La nuit, les bûcherons de l'Eifel et les paysans des vallées regardaient de loin les fenêtres brillamment illuminées du château seigneurial. Ils avaient trimé au compte de la dure maîtresse : charrié les troncs de sapin, battu le blé du domaine ou labouré ses champs immenses. Leur armoire était vide. Les enfants avaient faim et pleuraient. Et les beaux écus de redevances alimentaient à chaque saison les fêtes impies là-haut où, derrière les murs épais, le vin coulait en abondance.
Et ce fut en ce temps-là que, sur le faîte de leur demeure, la chouette cria aux châtelains l'approche du malheur. Mais personne ne l'entendit.
Un jour la Comtesse était seule au château avec l'enfant dont elle avait par exception assumé la garde. Un calme d'orage pesait sur le domaine ; les pigeons avaient tous quitté mystérieusement leurs tourelles. E bétail dans les étables donnait des signes d'inquiétude ; le grand taureau rouge s'était détaché et galopait vers la campagne.
Brusquement un grondement sourd sortit de la terre qui trembla. Le château fut ébranlé jusque dans ses fondements. Puis le sol céda sous les murs. D'énormes masses d'eau jaillirent du rocher, ensevelirent l'édifice et toute la riante campagne aux alentours : les jardins, les champs de blé et les pâturages.
Un valet qui avait assisté de loin à la scène rapporta la nouvelle au maître qui parcourait la forêt avec ses écuyers : " Seigneur, votre château a disparu de la terre.
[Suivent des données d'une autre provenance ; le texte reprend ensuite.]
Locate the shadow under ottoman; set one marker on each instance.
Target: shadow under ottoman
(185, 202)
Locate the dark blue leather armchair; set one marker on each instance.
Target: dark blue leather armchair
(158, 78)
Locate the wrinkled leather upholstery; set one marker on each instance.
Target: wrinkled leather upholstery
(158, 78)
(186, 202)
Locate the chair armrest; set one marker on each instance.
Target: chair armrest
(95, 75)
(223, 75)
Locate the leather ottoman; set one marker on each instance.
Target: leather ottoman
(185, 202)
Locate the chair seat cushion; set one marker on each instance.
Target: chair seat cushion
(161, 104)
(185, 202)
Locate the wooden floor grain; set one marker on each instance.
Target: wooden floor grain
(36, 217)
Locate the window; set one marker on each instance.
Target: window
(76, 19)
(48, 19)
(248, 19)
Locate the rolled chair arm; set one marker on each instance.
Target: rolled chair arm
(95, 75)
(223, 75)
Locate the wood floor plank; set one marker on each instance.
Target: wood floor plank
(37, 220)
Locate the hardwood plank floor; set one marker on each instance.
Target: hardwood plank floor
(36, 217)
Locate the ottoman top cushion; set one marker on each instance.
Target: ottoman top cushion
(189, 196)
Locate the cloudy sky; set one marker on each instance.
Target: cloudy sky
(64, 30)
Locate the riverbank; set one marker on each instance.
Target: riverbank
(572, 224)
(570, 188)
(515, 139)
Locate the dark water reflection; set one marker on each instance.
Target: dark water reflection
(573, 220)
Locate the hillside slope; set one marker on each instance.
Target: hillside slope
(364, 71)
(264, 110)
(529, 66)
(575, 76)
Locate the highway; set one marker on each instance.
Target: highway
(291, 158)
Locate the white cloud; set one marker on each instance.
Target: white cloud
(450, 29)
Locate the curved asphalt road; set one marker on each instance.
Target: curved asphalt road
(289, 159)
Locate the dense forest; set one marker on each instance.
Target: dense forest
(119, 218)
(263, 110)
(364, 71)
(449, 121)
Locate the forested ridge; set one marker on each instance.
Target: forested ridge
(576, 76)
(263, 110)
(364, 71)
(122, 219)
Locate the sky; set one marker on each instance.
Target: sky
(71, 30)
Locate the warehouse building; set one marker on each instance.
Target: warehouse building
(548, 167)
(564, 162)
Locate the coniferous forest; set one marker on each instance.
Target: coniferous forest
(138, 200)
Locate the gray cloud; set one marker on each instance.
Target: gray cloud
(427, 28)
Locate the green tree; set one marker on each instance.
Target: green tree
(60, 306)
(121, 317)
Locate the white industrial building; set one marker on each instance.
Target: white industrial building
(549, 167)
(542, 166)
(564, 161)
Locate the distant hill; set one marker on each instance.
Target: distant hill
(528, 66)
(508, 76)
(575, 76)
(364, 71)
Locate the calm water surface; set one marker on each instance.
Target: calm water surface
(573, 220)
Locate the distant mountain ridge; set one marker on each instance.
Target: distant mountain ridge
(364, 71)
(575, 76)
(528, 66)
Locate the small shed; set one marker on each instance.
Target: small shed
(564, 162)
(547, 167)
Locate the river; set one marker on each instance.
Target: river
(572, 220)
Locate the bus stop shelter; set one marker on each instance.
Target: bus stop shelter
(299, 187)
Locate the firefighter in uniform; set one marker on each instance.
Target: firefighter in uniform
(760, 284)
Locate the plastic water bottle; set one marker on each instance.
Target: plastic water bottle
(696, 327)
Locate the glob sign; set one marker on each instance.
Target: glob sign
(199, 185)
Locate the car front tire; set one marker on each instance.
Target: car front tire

A sa place on ne voit plus qu'un lac tout noir ".
Le Comte crut que l'esprit du messager était troublé : " Tu auras mal vu, mon brave ! Il est aussi incroyable que pareille aventure n'arrive à mon château qu'il n'est loisible à Falchert, mon cheval, de faire jaillir une source sous ses sabots ".
A ce moment précis, l'étalon fit en piaffant jaillir du sol rocheux un filet d'eau claire.
Le Comte saisi d'horreur, devina que le valet avait dit vrai. Il monta au grand galop vers l'endroit où le terrible événement avait eu lieu. En regardant le lac qui ensevelissait -comme il le croyait " son fils bien-aimé, le trésor le plus cher qu'il eût au monde, son cœur faillit se briser de chagrin.
Mais alors on put apercevoir près de la rive un berceau qui flottait parmi les branches mortes. L'enfant y dormait paisiblement. Le ciel avait eu pitié de son innocence. Le Comte prit l'enfant dans ses bras, enfourcha son grand cheval et s'enfuit dans le vaste monde, loin de ces lieux maudits.